Return of the Paladin
Page 16
“I just like to cover my bases,” Val said.
“I am unfamiliar with this colloquialisssm.”
Val chuckled to himself. “I believe you can guess the meaning.”
Sinias pointed a black-lacquered pincer at him. “Underssstand I cannot ensssure a sssafe journey through Undertown. But I can asssure you my bargain includesss my faithful ssstewardssship.”
The corners of Val’s lips upturned. “I suspected it might.”
The next morning, when Val stepped outside Salomon’s Crib with his staff in hand, ready to journey to Undertown, his mouth fell open when he found Synne sitting cross-legged on his doorstep. Dressed in the thin black robe and silver belt of the majitsu, she carried nothing other than the small backpack she had worn on the journey to find Tobar. She had also adopted a silver patch over her left eye, to cover up the missing orb the demon lord Asmodeus had plucked from its socket.
While Val had gotten used to having the young warrior-mage by his side, and missed her steady presence, the queen had rewarded her role in the mission by reinstating Synne into the Academy of Majitsu.
“It’s great to see you,” he said, as she rose to greet him with a forearm clasp. “You could have knocked, you know.

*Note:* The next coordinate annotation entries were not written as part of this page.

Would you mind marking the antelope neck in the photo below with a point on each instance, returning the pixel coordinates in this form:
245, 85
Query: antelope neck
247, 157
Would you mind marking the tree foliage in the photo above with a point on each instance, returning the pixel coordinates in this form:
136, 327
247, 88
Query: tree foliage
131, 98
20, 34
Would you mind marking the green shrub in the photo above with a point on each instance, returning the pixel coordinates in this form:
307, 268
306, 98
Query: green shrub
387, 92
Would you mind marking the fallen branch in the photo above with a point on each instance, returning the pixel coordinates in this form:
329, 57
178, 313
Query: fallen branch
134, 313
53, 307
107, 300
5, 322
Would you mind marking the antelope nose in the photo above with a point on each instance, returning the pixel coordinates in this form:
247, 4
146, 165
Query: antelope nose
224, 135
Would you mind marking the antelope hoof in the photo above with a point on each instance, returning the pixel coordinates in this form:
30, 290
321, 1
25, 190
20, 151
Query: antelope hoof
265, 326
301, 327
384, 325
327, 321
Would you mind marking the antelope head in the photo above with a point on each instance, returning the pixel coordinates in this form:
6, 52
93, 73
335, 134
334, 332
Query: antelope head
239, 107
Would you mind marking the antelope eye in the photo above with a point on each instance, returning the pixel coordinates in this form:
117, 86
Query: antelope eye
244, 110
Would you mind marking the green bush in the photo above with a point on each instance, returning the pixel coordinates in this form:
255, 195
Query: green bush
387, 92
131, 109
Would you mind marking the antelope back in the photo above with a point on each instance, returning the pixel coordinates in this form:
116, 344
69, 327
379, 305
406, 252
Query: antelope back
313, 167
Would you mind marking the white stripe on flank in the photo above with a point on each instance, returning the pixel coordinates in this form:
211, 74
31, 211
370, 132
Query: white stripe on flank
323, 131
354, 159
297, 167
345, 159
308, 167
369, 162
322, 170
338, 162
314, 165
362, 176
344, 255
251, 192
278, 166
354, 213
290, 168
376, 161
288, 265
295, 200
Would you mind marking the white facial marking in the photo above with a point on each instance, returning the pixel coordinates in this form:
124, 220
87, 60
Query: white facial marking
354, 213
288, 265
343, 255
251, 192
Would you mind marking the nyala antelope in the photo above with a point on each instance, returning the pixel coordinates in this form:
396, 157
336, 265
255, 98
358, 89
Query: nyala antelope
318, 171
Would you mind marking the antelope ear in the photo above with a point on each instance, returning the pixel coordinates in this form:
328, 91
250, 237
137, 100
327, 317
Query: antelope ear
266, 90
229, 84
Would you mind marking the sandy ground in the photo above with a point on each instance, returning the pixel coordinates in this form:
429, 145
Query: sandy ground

I’ve been awake for hours.”
She gave a small smile and didn’t respond.
“Are you going to kill me with suspense?” he asked. “Shouldn’t you be off learning how to punch through walls and fight whole regiments of Black Sash gypsies?”
“I’ve been given a leave of absence,” she said, in a neutral voice. “By the Congregation.”
“A leave of absence? For what?”
“To accompany you to Undertown, and wherever else the search for the Coffer might take you.”
The news both surprised and pleased him. Having Synne by his side would be a huge advantage. Still, as Adaira had intimated, it made him wonder if Lord Alistair didn’t think the journey was more dangerous than he had let on.
Moreover, while she looked pleased to see him, Synne did not seem excited by the arrangement. “Is there something I’m missing?” he asked.
“Missing?”
“Will this set you back at the Academy?”
“On the contrary. I was promised that if we recover the Coffer, I would be exempt from further studies and afforded the rank of full majitsu.”
Seeing the set of her jaw made him withhold his praise. “You don’t like that for some reason, do you?”
“I’d prefer not to discuss it.”
“We’re friends, Synne.”
After a moment, she said, “There is tradition, and a certain honor, in the successful completion of my studies. It would be untoward to jump rank in that manner. There are also awards to be won at the Academy, commendations to be earned, that can never be regained.”
He folded his arms and considered the problem. “Can you not re-enter the Academy after the Coffer is recovered?”
“Once assigned to a wizard,” she said, “I am not free to make my own decisions.”
“You’ve been officially assigned?” he said, both humbled and slightly amazed. “To me?”
She gave a single, firm nod.
“Are you happy about that? Is there another mage with whom you’d rather work?”
“No,” she said fiercely. “It would be an honor to serve with you.”
“It’s an honor for me as well,” he said, waving at Gus as the carriage approached from the other end of Magazine Street. “And I suppose that once we recover the Coffer, the first order I’ll give you is to return to the Academy and graduate with as many medals as you can fit in your backpack.”
With a broad grin she quickly smothered, the first true smile he thought he had ever seen from her, she sprang to her feet and gripped his forearm so tight in gratitude that he yelped.
“Full of surprises, ye are,” Gus said to Val, after Synne climbed into the carriage behind him. The driver looked nervous at the presence of the shaven-headed warrior-mage.
Val introduced the two. “Synne and I have been through a lot together,” he said to the bearded driver. “She’s with me, now.”
“Good enough for me,” Gus said, touching his fingers to the tip of his black top hat.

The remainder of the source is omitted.